What are we trying to do?
The Communications Museum Trust has a prototype System X concentrator rack and a selection of cards dating from 1979-80 which were used at the launch exhibition in Geneva in 1979 and a follow up exhibition in Rio in 1980. The rack and its cards have been unused since returning from Rio 35 years ago but we hope to restore the concentrator back to working order in isolation mode and hopefully eventually acquire the rest of a System X exchange to show a full working System X digital exchange.
As described in our eMuseum System X was the digital telephone switching system developed by the British Post Office and its 3 equipment suppliers (GEC, Plessey & STC) during the 1970s.
The first exchange was brought into service in 1980 and during the 1980s and 90s System X was used to replace the majority of the old analogue exchanges in the BT network (approximately 70%) with the remaining 30% using Ericssons AXE digital system.
A very small number of exchanges serving only a handful of customers used a third digital system called UXD5 (Unit eXchange Digital No 5). Restoration of a UXD5 (currently in storage) is a future project.
System X was also used by Kingston (upon Hull) Communications, Sky, Cable & Wireless, Jersey Telecom, Hong Kong, Barbados and some African countries but export orders were not as numerous as had been hoped.
System X was designed as a collection of subsystems such that each subsystem could evolve independently in design / internal implementation without affecting any other subsystem by having standardised interfaces but treating the internals as a 'black box'. This philosophy also suited the way Systen X was being developed - the design work could easily be divided up between the 3 companies by giving each company certain subsystems to work on.
In very simple terms digital exchanges are made up of 3 parts:
A core switching fabric called a 'route switch' or 'group switch' which connects 2MBit/sec digital lines together. Each of the 2Mbit/sec lines carry 30 calls simultaneously using time division multiplexing and lead either to other exchanges or to subscriber concentrators.
A subscriber concentrator terminates the customers phone lines, carries out analogue-digital conversion and concentrates them down onto 2Mbit/sec digital lines leading to the group switch. Concentration is needed for cost effectiveness - telephone traffic studies since telephony began have shown that each customers line is only in use for a very small percentage of the time therefore to provide enough exchange capacity for everyone to make a call at once is wasteful.

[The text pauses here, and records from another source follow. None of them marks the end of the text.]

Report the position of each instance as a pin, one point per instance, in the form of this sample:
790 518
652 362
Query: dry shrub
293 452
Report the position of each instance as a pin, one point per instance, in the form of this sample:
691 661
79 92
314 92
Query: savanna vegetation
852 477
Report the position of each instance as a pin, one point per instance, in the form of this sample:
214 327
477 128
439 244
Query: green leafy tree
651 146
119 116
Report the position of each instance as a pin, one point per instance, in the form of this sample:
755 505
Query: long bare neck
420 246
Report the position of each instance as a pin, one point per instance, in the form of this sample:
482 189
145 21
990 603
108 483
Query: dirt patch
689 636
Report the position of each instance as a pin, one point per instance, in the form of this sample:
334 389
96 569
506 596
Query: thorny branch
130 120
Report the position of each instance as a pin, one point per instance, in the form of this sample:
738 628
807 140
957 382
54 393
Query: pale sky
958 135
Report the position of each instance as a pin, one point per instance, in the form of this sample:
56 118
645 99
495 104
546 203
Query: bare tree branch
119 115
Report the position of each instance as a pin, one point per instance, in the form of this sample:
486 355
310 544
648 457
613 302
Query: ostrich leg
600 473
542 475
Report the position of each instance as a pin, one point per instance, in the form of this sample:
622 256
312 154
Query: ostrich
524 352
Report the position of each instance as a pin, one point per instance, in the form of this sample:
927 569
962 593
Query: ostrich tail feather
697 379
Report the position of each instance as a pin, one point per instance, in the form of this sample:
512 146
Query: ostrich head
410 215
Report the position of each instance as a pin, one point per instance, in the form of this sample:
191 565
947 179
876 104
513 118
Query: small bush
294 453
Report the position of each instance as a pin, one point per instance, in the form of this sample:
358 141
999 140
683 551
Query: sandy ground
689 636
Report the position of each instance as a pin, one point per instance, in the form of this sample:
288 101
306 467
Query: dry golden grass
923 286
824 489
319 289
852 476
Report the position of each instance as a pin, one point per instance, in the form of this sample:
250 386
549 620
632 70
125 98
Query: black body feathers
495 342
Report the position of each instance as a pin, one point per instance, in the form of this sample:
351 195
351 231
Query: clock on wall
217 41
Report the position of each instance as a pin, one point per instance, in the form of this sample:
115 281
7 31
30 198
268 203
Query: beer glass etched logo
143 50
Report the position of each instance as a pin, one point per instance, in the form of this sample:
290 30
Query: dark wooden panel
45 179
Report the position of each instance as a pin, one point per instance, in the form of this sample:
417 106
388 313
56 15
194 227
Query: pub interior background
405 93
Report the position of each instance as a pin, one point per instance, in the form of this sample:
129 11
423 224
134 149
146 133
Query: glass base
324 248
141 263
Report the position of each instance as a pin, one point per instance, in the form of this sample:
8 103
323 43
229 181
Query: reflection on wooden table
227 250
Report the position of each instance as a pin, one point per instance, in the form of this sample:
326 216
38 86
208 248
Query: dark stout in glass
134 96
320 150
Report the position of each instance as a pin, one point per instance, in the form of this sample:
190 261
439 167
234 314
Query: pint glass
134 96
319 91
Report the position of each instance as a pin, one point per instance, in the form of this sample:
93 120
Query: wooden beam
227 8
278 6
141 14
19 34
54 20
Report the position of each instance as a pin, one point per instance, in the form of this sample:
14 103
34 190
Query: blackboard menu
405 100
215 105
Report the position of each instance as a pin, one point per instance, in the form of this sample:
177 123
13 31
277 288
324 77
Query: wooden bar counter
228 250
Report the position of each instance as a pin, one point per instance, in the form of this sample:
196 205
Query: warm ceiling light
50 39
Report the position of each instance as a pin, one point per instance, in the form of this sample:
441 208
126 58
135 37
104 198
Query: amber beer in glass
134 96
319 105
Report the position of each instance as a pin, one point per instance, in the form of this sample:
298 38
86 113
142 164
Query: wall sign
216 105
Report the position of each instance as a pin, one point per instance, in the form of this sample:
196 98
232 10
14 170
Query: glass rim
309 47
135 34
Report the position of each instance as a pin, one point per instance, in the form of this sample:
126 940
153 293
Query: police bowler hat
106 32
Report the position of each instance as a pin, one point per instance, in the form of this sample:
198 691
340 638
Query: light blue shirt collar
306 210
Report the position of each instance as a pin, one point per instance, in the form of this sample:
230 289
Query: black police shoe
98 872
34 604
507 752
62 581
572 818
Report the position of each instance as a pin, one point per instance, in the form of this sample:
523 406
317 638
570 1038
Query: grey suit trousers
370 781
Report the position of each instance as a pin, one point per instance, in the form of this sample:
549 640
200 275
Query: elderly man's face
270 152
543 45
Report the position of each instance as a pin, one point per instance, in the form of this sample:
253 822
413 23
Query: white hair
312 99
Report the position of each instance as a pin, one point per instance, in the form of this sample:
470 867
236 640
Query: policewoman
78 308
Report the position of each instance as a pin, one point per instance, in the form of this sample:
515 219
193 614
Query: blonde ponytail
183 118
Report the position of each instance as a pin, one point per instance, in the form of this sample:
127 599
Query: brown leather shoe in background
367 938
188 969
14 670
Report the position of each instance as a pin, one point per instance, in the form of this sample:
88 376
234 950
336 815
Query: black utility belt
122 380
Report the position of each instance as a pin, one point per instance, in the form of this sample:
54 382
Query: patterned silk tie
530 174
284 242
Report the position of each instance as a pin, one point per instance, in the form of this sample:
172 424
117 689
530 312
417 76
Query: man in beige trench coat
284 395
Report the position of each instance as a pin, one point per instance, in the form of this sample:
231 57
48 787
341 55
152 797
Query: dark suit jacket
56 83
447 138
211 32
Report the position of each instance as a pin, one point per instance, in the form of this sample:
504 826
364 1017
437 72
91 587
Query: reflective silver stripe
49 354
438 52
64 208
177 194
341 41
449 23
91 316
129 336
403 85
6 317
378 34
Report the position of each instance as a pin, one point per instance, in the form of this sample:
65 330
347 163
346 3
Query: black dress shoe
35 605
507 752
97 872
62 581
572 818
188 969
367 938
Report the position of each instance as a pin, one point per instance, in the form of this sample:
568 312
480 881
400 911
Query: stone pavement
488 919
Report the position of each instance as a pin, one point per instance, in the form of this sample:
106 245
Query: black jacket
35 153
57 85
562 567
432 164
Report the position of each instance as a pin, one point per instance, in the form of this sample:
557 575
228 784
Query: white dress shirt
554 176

The subscriber concentrator allows the core part of the exchange (the group switch) to be efficiently utilised.
The third part of a digital exchange is a central control computer often referred to as a 'processor'. The software running on the processor makes routing decisions and then instructs the group switch and concentrator what to do to make and break connections as required.
With System X the subscriber concentrator is called the Digital Subscriber Switching Subsystem (DSSS or DS3). This is what we currently have. Without a group switch or processor it can operate in isolation mode. This means it is capable of providing very basic telephone service between its own subscribers lines but not further afield. Calls are unbilled and more advanced facilities like Call Waiting, Ring back when free etc are not available.

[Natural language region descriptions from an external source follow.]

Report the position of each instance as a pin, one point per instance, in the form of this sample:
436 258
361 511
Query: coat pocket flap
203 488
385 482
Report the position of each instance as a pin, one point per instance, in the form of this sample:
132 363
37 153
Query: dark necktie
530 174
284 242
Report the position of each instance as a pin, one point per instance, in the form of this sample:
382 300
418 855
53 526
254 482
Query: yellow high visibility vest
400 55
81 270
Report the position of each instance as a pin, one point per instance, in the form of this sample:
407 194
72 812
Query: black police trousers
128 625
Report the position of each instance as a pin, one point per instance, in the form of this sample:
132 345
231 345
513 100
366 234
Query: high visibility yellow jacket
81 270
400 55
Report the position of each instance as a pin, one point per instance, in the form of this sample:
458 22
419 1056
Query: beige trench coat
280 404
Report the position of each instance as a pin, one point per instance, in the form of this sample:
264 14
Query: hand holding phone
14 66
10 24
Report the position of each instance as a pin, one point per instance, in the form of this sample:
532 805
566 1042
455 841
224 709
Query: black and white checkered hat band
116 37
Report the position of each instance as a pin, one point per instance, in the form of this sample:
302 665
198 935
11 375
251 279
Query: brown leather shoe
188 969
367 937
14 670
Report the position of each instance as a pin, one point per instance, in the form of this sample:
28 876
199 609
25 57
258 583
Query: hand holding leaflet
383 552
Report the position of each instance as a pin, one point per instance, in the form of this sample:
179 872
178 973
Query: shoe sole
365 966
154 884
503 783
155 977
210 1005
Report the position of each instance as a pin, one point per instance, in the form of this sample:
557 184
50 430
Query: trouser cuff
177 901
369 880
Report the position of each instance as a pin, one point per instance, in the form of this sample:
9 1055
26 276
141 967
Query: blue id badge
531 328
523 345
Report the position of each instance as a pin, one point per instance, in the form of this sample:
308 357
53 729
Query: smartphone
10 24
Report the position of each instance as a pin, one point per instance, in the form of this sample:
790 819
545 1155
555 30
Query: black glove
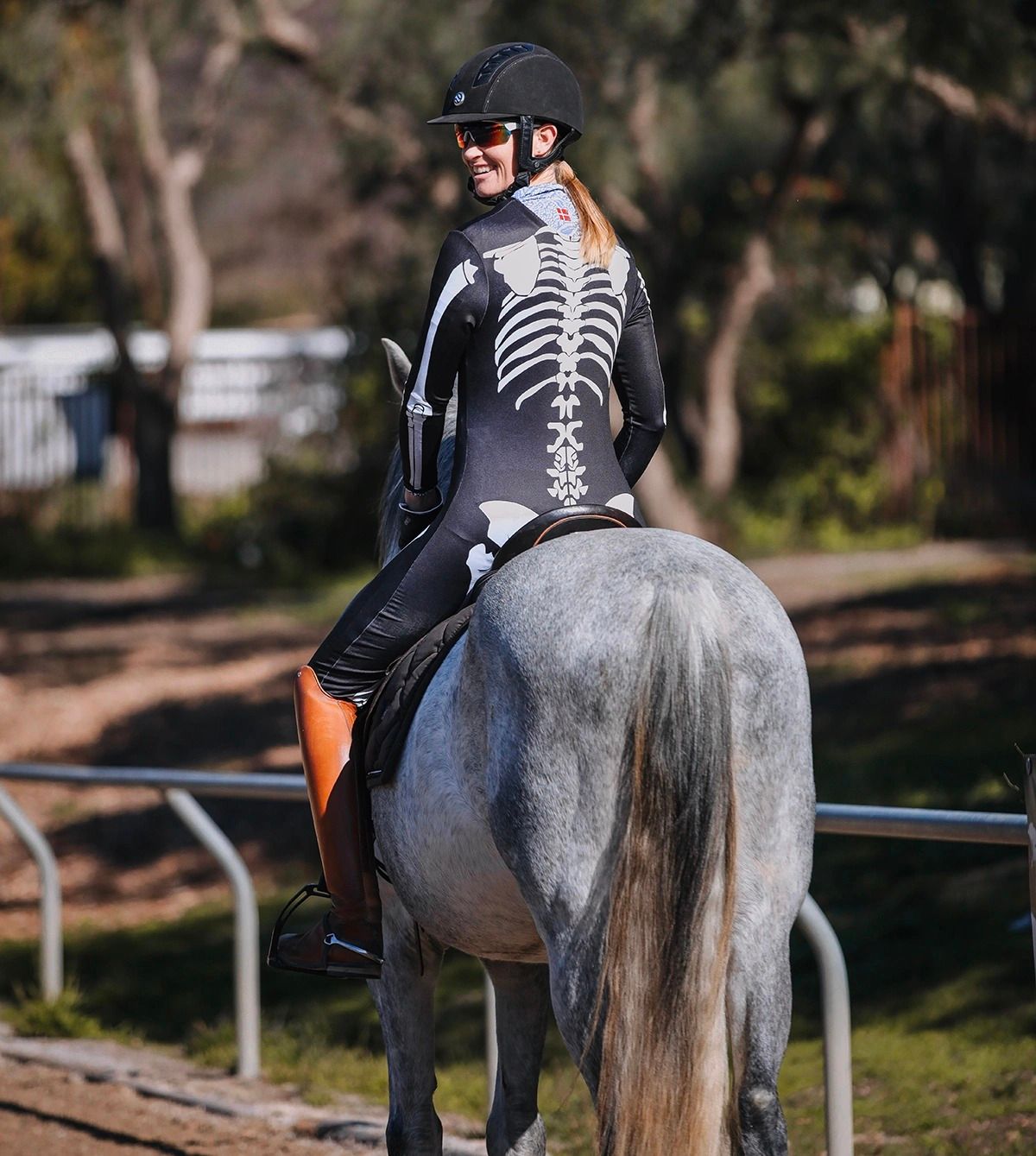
414 521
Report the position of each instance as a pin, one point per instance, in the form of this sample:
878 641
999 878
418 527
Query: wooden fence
961 399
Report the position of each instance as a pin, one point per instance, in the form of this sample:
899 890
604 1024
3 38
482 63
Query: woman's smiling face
494 167
491 167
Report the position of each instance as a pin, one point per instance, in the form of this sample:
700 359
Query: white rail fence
180 787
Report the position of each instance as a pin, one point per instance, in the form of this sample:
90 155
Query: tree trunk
154 429
721 445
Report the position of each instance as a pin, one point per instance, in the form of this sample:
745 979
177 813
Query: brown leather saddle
384 723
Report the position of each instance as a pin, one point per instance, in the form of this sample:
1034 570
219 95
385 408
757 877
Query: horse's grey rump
607 797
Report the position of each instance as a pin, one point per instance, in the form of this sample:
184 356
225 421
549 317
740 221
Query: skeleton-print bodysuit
534 338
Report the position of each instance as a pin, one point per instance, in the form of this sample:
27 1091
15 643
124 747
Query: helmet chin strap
528 166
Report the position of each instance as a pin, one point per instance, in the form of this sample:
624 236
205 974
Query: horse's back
562 633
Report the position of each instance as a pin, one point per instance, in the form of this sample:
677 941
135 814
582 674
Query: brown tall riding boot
348 938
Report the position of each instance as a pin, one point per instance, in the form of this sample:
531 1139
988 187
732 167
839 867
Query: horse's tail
664 1083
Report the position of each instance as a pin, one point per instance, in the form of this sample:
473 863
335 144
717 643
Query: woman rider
535 309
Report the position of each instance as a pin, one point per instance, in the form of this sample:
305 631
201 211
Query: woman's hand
420 503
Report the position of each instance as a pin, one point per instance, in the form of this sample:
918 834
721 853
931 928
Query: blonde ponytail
598 243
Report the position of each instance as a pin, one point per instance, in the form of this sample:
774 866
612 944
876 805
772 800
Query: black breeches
422 585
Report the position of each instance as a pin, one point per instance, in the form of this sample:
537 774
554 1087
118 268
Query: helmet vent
490 66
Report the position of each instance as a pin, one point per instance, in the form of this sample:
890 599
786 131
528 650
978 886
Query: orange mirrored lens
486 134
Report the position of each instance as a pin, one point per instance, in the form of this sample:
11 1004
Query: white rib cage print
559 325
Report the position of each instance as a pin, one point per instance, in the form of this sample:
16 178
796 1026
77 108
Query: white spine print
559 326
418 403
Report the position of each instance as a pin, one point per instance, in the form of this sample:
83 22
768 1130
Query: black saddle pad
385 720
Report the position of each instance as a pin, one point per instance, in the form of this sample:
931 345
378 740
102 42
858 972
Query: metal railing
178 787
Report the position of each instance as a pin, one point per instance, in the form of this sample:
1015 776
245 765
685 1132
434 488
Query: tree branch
109 241
288 35
962 102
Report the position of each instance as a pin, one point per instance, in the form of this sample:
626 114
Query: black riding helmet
523 82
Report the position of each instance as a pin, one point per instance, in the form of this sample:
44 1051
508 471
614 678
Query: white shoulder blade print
418 403
559 325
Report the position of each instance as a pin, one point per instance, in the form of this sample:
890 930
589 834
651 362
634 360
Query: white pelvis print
559 326
504 519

The concentrator can be remote from the rest of the exchange - i.e in another exchange building many miles away. This allows a cost effective way of serving customers on smaller exchanges in villages or small towns without having to install a full System X exchange. This is called a remote concentrator unit (RCU).
Over time we would like to acquire a group switch (called the Digital Switching Subsystem - DSS) and central processor (called Processor Utility Subsystem - PUS)
System X also has various other hardware based subsystems as well, necessary for a fully functioning exchange, and we are keen to acquire whatever surplus / scrap equipment we can, especially equipment from the Analogue Line Termination Subsystem (ALTS) & Signalling Interworking Subssytem (SIS) as this provides interworking with old analogue exchanges which we also have in our collection.